Description
I've had several chats with people recently so I'm putting there here to capture everything we do on 1.0.6 to deal with 503's, and then people can tell me what shouldn't be required as of 1.1.x.
The combination of all these things we see little 503's in the mesh, and basically none at the edge.

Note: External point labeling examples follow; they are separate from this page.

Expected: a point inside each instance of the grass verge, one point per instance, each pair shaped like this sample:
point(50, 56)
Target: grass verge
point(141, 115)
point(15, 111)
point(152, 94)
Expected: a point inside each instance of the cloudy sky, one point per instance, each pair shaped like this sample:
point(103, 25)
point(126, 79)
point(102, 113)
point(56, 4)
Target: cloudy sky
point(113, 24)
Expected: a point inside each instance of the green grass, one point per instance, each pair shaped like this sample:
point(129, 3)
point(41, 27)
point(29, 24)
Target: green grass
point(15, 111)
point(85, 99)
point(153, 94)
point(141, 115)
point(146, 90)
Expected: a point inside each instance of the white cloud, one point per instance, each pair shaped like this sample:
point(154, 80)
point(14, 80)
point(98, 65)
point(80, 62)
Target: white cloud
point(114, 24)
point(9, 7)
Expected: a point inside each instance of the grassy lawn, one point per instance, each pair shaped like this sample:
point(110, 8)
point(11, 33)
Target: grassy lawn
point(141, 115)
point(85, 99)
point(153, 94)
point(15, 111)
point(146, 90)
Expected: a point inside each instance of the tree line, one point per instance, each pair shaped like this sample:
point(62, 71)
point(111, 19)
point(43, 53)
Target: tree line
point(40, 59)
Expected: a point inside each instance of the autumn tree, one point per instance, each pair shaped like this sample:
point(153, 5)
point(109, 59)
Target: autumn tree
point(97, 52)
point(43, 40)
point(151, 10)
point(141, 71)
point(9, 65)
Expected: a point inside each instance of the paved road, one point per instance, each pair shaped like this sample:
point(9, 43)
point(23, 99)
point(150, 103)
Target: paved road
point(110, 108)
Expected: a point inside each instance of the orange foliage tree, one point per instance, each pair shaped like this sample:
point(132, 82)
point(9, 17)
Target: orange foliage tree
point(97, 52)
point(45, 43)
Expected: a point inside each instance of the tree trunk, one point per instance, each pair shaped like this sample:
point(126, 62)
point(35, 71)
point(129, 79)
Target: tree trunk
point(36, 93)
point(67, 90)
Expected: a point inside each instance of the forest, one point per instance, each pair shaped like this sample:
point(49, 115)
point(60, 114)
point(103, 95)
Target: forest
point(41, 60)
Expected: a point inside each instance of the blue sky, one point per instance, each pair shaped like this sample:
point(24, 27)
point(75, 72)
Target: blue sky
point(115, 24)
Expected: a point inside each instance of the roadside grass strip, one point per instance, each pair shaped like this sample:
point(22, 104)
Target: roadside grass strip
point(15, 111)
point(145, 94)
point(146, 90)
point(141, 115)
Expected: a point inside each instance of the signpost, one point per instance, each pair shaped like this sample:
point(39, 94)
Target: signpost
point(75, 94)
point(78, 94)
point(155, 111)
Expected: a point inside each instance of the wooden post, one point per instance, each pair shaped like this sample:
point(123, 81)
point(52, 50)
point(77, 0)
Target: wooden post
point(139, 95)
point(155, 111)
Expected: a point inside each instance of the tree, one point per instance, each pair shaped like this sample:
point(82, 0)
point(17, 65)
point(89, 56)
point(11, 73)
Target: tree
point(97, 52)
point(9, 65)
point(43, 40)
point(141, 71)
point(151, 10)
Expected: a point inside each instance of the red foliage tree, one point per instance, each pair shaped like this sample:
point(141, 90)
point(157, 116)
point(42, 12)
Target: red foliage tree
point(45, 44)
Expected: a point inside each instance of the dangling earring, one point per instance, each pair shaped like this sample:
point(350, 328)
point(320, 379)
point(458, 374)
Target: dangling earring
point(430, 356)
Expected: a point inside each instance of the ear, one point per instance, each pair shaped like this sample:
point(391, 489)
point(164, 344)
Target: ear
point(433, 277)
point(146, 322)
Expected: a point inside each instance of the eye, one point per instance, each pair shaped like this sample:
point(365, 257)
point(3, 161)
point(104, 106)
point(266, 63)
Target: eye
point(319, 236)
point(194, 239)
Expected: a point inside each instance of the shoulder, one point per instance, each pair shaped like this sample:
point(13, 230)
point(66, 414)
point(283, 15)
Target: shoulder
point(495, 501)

On the VirtualService for every service, we configure the envoy retry headers:
spec:
http:
- appendHeaders:
x-envoy-max-retries: "10"
x-envoy-retry-on: gateway-error,connect-failure,refused-stream
On the DestinationRule for high QPS (3k/sec over 6 pods) applications, we configure outlier detection, this would result in 400-500errors to 2-5, during a pod restart.
spec:
trafficPolicy
outlierDetection:
maxEjectionPercent: 50
baseEjectionTime: 30s
consecutiveErrors: 5
interval: 30s
On the pods, we configure the application container to have a preStop sleep, which gives time for the unready state of the pod (during termination) to populate to other envoys and the traffic to drain:
lifecycle:
preStop:
exec:
command:
- sleep
- "10"
On envoy, we have a custom pre-stop hook that waits for the primary application to stop listening:
#!/bin/bash
set -e
if ! pidof envoy &>/dev/null; then
exit 0
fi
if ! pidof pilot-agent &>/dev/null; then
exit 0
fi
while [ $(netstat -plunt | grep tcp | grep -v envoy | wc -l | xargs) -ne 0 ]; do
sleep 3;
done
exit 0
In the istio config we do policyCheckFailOpen: true